Above I have mentioned the scientific results that we have obtained in this study, largely theoretically-driven. There are two interesting practical questions a birdwatcher could ask:

• why didn’t you study a more practical issue, this is a reserve after all?

• how come that you started in 2016 and publish this in 2022?

These are two fair questions. First, we initially had in mind to study a more practical question, the effect of management and disturbances on these bird communities (perhaps we still might!). One difficulty was that the main management practice consists in setting the water levels, which is done through locks (the area was formerly a fish reservoir³). Unfortunately, we have very good records of the number of birds in the reserve but no records of the water levels within the reserve (at least not on a monthly basis from the 80s!). We did study synchrony before and after 2006 though, when the water level management changed quite a bit, but did not find marked results. And there are other disturbance factors like hunting (I’ve personally seen hunters very close to the reserve) that we have very little precise information about. Thus while it was possible to ask a theoretical question assuming that there were unknown changes in the environment in addition to an overall shift in water levels, asking a more management-oriented question would have required much more data on the pressures experienced by birds, in order to understand their responses. Also, the reserve is connected to other areas of Arcachon Bay which we should consider for management. In other words, there would be ample opportunities for more analysis from a management perspective but we should dig up more data!

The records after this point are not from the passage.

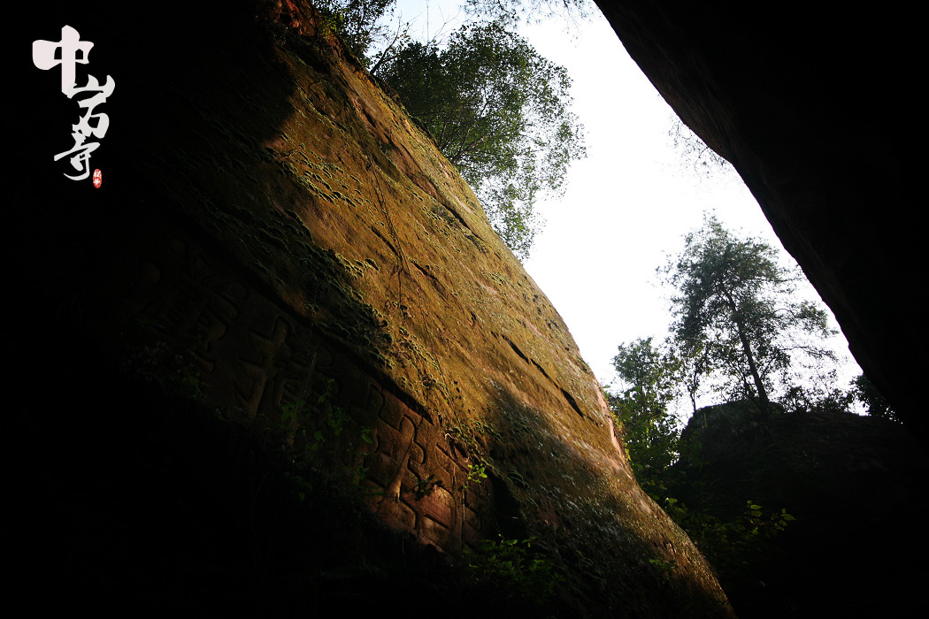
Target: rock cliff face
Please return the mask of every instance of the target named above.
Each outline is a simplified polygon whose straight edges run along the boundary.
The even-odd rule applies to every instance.
[[[730,614],[704,560],[636,485],[557,312],[430,138],[306,4],[158,5],[141,22],[119,5],[95,10],[44,6],[24,35],[76,28],[96,45],[79,69],[116,88],[95,189],[52,161],[77,104],[57,73],[25,72],[32,138],[7,251],[13,285],[49,309],[18,314],[9,351],[39,363],[58,350],[59,384],[82,393],[116,366],[197,393],[219,417],[268,429],[269,449],[319,458],[383,522],[452,560],[498,534],[542,540],[576,610]],[[16,380],[37,389],[26,365]],[[73,494],[61,454],[93,438],[104,450],[93,458],[107,460],[111,441],[123,458],[136,439],[53,415],[43,428],[39,409],[77,393],[61,392],[20,401],[20,447],[59,445],[33,485]],[[177,466],[172,449],[158,466]],[[131,464],[120,458],[113,468]],[[190,471],[219,494],[215,474]],[[122,483],[97,484],[118,510]],[[83,557],[80,533],[67,535]]]
[[[912,163],[916,22],[896,11],[733,0],[597,0],[683,121],[727,159],[925,445],[924,257]]]

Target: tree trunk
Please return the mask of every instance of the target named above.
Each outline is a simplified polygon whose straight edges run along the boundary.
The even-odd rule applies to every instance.
[[[752,355],[752,345],[749,343],[748,334],[745,332],[745,325],[739,316],[735,300],[728,293],[726,294],[726,300],[729,304],[729,309],[732,311],[732,319],[736,322],[736,330],[739,332],[739,341],[742,342],[742,351],[745,353],[745,359],[749,364],[749,371],[752,372],[752,379],[754,380],[755,389],[758,390],[758,399],[761,400],[761,412],[765,417],[771,417],[771,403],[767,399],[767,390],[765,389],[765,383],[761,380],[761,375],[758,374],[758,366],[755,364],[754,355]]]

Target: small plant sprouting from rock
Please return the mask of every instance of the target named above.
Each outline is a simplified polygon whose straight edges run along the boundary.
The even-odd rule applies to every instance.
[[[492,587],[511,598],[544,602],[564,580],[552,557],[532,548],[529,539],[485,539],[464,550],[464,571],[478,584]]]
[[[417,476],[416,484],[412,487],[412,494],[418,501],[431,495],[433,490],[437,487],[441,486],[442,480],[438,479],[435,475],[429,475],[425,479]]]
[[[467,465],[467,478],[464,480],[462,490],[466,489],[472,483],[480,484],[485,479],[487,479],[487,467],[480,462],[470,463]]]

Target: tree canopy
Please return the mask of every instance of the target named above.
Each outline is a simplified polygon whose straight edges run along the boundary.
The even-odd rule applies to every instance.
[[[567,71],[512,27],[531,16],[582,17],[587,0],[465,0],[472,19],[442,42],[412,40],[409,24],[386,25],[396,0],[317,4],[432,134],[504,242],[527,258],[543,226],[536,201],[561,197],[569,165],[586,151],[569,110]]]
[[[474,187],[510,249],[528,256],[540,226],[533,204],[542,193],[562,195],[569,164],[585,155],[567,71],[494,20],[463,26],[445,47],[411,42],[380,77]]]
[[[799,273],[779,265],[770,245],[736,237],[715,217],[687,235],[684,251],[660,271],[677,292],[674,341],[686,354],[705,352],[732,399],[769,413],[772,389],[788,381],[799,356],[835,359],[823,345],[835,333],[826,312],[794,297]]]
[[[677,458],[680,438],[672,403],[678,395],[678,360],[652,338],[620,345],[613,367],[626,389],[608,393],[639,484],[650,486]],[[650,489],[650,488],[647,488]]]

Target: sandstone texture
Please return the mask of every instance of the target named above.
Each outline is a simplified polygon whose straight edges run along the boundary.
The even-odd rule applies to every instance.
[[[741,174],[858,364],[925,445],[918,112],[912,97],[889,95],[919,71],[917,22],[799,2],[597,5],[664,99]]]
[[[114,404],[96,381],[120,372],[193,394],[222,423],[266,429],[267,449],[302,447],[380,522],[451,564],[480,539],[534,538],[567,574],[562,604],[579,616],[731,616],[705,561],[636,485],[557,312],[431,139],[307,4],[160,4],[141,20],[117,4],[95,10],[90,19],[43,6],[22,38],[57,40],[72,25],[95,43],[82,70],[116,81],[111,128],[92,158],[103,185],[63,178],[52,156],[68,148],[76,104],[57,92],[57,74],[29,68],[26,174],[12,189],[7,247],[11,291],[28,300],[6,336],[20,359],[14,382],[28,393],[16,400],[19,449],[29,462],[48,453],[34,483],[20,482],[23,496],[41,496],[30,509],[43,509],[41,520],[24,519],[46,522],[44,539],[68,548],[69,566],[86,561],[87,574],[99,574],[85,575],[87,598],[124,582],[106,557],[129,542],[100,534],[85,556],[82,529],[62,533],[63,522],[97,527],[97,510],[124,514],[113,518],[125,539],[183,528],[164,506],[151,511],[157,522],[125,515],[130,495],[134,505],[149,499],[113,471],[144,460],[146,471],[177,471],[158,479],[196,480],[201,490],[182,498],[160,490],[185,506],[198,505],[193,495],[241,490],[223,482],[231,473],[222,467],[178,464],[198,446],[177,444],[177,415],[164,418],[169,432],[162,421],[146,427],[160,396],[139,390],[137,401],[112,386],[123,398]],[[131,423],[101,427],[103,402]],[[58,422],[64,410],[89,416],[86,425]],[[199,448],[213,454],[203,440]],[[223,440],[235,445],[233,461],[255,458],[258,447]],[[264,478],[248,479],[263,496]],[[318,480],[296,481],[307,495],[319,490]],[[314,535],[323,546],[346,534]],[[347,542],[356,546],[364,542]],[[216,576],[218,563],[194,564]],[[183,579],[171,580],[172,569],[160,577],[177,593]],[[264,590],[242,572],[218,580],[227,593]],[[415,607],[415,595],[404,600]]]

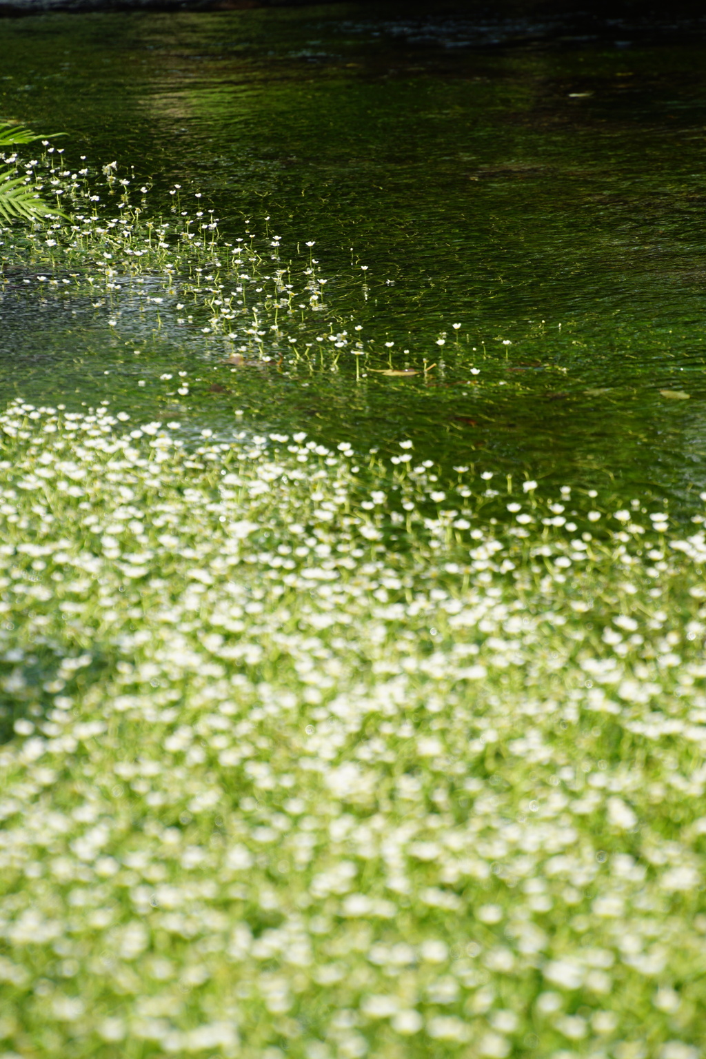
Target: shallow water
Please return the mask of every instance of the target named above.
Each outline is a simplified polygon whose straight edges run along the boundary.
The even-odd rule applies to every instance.
[[[173,181],[201,192],[225,233],[269,216],[285,253],[314,239],[370,365],[436,367],[232,372],[204,338],[11,282],[0,383],[163,415],[138,376],[202,364],[179,409],[198,426],[239,409],[238,427],[409,436],[442,466],[688,505],[706,487],[702,37],[356,4],[2,21],[0,115],[68,131],[72,161],[133,165],[165,207]]]

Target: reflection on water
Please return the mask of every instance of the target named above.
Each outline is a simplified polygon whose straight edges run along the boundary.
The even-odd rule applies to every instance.
[[[177,181],[227,233],[269,216],[285,250],[315,239],[369,366],[437,362],[232,372],[196,338],[10,284],[3,387],[147,413],[143,374],[207,369],[199,423],[238,409],[331,441],[409,435],[449,465],[703,488],[704,48],[690,23],[586,19],[352,4],[1,22],[4,115],[67,129],[71,160],[134,165],[164,209]]]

About the second question: peer-review has been really, really long. These measures of compensation and synchrony are tricky to interpret and we had to convince referees that our results could not be artefacts. Some of the statistical tests had to be re-coded (one the statistical packages in R produced uncertainties measures that did not look right, and we re-coded them from scratch using “surrogate” time series). We did lots of simulations to make sure that our approach to analysing data was sound, even though this paper was initially meant to be just our first analysis of the dataset, paving the way for further work. This makes for a much more statistically-driven paper that we initially intended, which is great in some ways (check out our supplement with the simulations!). Also, we started in a journal where they switched editors at some point, which interrupted the peer-review process. The article was then forwarded to Ecology and Evolution where the peer-review process started anew, as new referees, even when forwarded previous comments, always have new questions. We have learned much about compensation and synchrony in that period, but Claude Feigné, who was the scientific manager of the reserve, had time to retire before this paper was published! This is a good illustration of the often conflicting timescales of scientific research vs conservation and management. Although flipping perspectives, one could also say that the data has been waiting since the 80s for such a time series analysis.

Summer 2022 update: some of the early data may need to be corrected for a subset of the community. We’ll look into this as early as possible.